Complaint in equity in the Court of Common Pleas of Philadelphia County. Buildings ordered demolished. GELFAND, J. Building owner appealed to the Commonwealth Court of Pennsylvania. Held: Appeal quashed. Application for reargument filed and denied.
James E. McErlane, with him Michael J. Stack, Lamb, Windle McErlane, for appellants.
Richard S. Kohn, Assistant City Solicitor, with him Barry J. Grossman, Assistant City Solicitor, Alan J. Davis, City Solicitor, and Judith N. Dean, Deputy City Solicitor, for appellee.
Belmont Fund, Inc., and Curtis Jones, i/t/a Park Sutton Apartments (defendants) appeal from an order of the Court of Common Pleas of Philadelphia County, which ordered defendants to correct structural deficiencies in an apartment building located in Philadelphia. The order further provided in part:
2. All openings on the said premises are to be sealed forthwith.
3. Commencing forthwith said premises shall be guarded and patrolled by at least one security guard. . . .
4. A continued hearing on this matter shall be held on February 14, 1979 . . . at which time defendant, Curtis Jones, shall present to this Court an affirmative committment [sic] from HUD setting forth the circumstances under which it will guarantee financing of rehabilitation or reconstruction of said premises. . . .
5. In the event full compliance with this Order is not effected by February 14, 1979, this Court shall Order this subject premises demolished forthwith.
6. This Court shall retain jurisdiction of this matter with the right at anytime to change, amend, modify, revoke or terminate this Order in whole or in part.
We do not reach the merits of defendants' appeal because we believe that the court's order is interlocutory and unappealable.
An appeal will lie only from a final order, unless otherwise expressly allowed by statute.
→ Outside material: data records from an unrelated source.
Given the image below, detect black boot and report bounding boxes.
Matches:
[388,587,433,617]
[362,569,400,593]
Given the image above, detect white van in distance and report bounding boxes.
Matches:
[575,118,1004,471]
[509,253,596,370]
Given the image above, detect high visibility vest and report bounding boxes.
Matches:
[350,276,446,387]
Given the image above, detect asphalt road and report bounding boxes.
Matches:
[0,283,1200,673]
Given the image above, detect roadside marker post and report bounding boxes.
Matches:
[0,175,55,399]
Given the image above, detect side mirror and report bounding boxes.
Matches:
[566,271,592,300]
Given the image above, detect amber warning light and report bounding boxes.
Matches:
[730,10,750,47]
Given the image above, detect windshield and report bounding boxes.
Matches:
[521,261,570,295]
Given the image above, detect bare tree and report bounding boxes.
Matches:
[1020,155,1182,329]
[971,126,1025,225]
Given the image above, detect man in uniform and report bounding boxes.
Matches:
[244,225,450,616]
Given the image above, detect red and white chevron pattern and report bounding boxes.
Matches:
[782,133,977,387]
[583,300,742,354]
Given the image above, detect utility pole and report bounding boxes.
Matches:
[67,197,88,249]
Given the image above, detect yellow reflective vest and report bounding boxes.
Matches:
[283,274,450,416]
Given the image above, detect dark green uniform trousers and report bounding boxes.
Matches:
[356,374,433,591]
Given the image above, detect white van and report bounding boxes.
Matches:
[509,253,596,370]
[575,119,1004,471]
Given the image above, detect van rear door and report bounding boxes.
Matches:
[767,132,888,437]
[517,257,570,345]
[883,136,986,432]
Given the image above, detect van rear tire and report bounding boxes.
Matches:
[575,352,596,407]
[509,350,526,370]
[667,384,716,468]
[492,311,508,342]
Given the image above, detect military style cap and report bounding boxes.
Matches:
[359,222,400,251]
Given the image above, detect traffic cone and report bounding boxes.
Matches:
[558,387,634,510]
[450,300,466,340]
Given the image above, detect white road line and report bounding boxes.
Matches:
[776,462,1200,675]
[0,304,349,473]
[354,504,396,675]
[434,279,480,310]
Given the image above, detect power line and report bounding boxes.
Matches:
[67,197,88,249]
In ascertaining what is a final order, we must look beyond the technical effect of the order to its practical ramifications. Where the adjudication disposes of the entire case, ends the litigation, or effectively puts the litigant out of court, it will be viewed as a final and appealable order. In re Appeal of Molnar, 51 Pa. Commw. 128, 414 A.2d 401 (1980).
In applying the above standard to this case, it is clear that the order of January 12, 1979 did not terminate the litigation. By its own terms, the order required defendants to appear in court again to present further evidence. It gave defendants another opportunity to forestall demolition by meeting certain conditions. Therefore, the order of January 12, 1979 was interlocutory and unappealable.
Appeal quashed.
ORDER
AND NOW, this 21st day of January, 1981, the appeal of Belmont Fund, Inc., and Curtis Jones, i/t/a Park Sutton Apartments, from the order of the Court of Common Pleas of Philadelphia County, dated January 12, 1979, is hereby quashed.